The display() function allows us to visually inspect the dataset.



Setting Up a Window

A window defines:

  • Partitioning: which group each row belongs to (e.g., carrier_name)

  • Ordering: how rows are sorted within the partition (e.g., month_date_parsed)

  • Frame: which rows are included in the calculation (default is all rows up to the current row)

from pyspark.sql.window import Window

# Partition by airline and order by month
windowSpec = Window.partitionBy("carrier_name").orderBy("month_date_parsed")

Explanation:

  • partitionBy("carrier_name") creates separate groups for each airline.

  • orderBy("month_date_parsed") ensures calculations consider the temporal order of rows.



Calculating Previous Month Full-Time Employees (lag)

We can use lag() to get the value of a column from the previous row in the window.

from pyspark.sql.functions import lag

airline_lag = airline.withColumn(
    "prev_full_time",
    lag("full_time").over(windowSpec)
)

display(airline_lag.select("carrier_name", "month_date_parsed", "full_time", "prev_full_time"))

Explanation:

  • lag("full_time") retrieves the previous row’s full_time value for each airline.

  • Useful to see month-to-month changes without aggregating rows.



Calculating Change in Full-Time Employees

We can subtract the previous month’s value from the current month to calculate change in full-time employees.

from pyspark.sql.functions import col

airline_change = airline_lag.withColumn(
    "full_time_change",
    col("full_time") - col("prev_full_time")
)

display(airline_change.select("carrier_name", "month_date_parsed", "full_time", "prev_full_time", "full_time_change"))

Explanation:

  • full_time_change shows growth or reduction in employees for each airline.

  • This helps analyze trends over time.



Running Total of Employees

Windowing can also calculate a cumulative sum of full-time employees over months.
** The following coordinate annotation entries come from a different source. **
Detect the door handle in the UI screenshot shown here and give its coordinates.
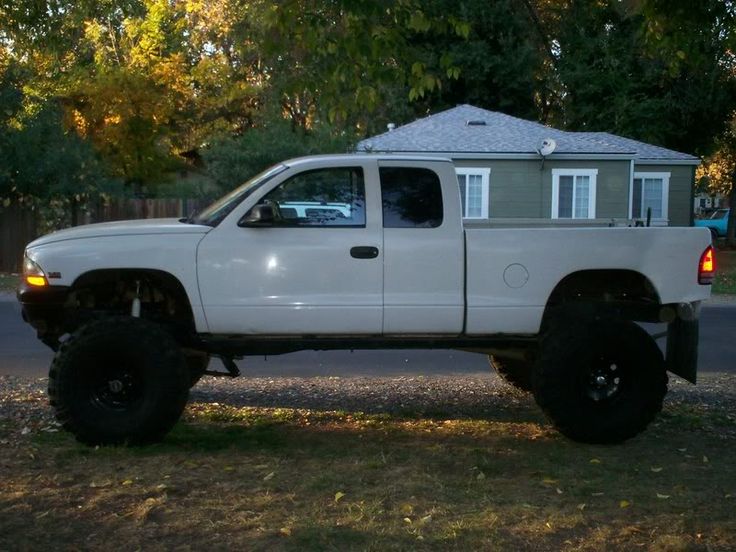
[350,245,378,259]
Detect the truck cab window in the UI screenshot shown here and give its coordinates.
[261,167,365,227]
[380,167,443,228]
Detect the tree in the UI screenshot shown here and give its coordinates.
[527,0,736,155]
[264,0,469,134]
[696,112,736,247]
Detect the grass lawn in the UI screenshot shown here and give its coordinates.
[0,390,736,551]
[713,249,736,295]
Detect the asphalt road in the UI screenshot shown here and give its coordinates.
[0,296,736,377]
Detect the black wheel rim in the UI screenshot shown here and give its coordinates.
[581,355,628,404]
[88,359,144,411]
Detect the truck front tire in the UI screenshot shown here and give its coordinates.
[533,320,667,443]
[49,317,190,445]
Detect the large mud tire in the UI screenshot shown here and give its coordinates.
[49,317,190,445]
[488,355,534,392]
[533,320,667,443]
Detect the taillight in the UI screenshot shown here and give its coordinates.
[698,245,716,285]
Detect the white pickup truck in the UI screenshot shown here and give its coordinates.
[18,155,714,444]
from pyspark.sql.functions import sum

airline_cumsum = airline.withColumn(
    "cumulative_full_time",
    sum("full_time").over(windowSpec)
)

display(airline_cumsum.select("carrier_name", "month_date_parsed", "full_time", "cumulative_full_time"))

Explanation:

  • sum("full_time").over(windowSpec) keeps a running total for each airline.

  • Running totals are useful for tracking long-term trends without collapsing the dataset.



Ranking Airlines by Month

Windowing also allows ranking within a partition.
For example, rank airlines by total employees each month:

from pyspark.sql.functions import rank, desc

month_window = Window.partitionBy("month_date_parsed").orderBy(desc("full_time"))

airline_rank = airline.withColumn(
    "rank_full_time",
    rank().over(month_window)
)

display(airline_rank.select("carrier_name", "month_date_parsed", "full_time", "rank_full_time"))

Explanation:

  • rank() assigns a rank to each airline within the same month, highest full_time first.

  • Useful for leaderboards or identifying top contributors.



Summary

Window functions in PySpark let you analyze data in context:

  • lag / lead – compare rows within a group

  • sum, avg – running totals or moving averages

  • rank, dense_rank – rank rows within a group

  • Works with partitions to calculate group-wise metrics without collapsing rows

Windowing is essential for time series, trend analysis, and group-based insights.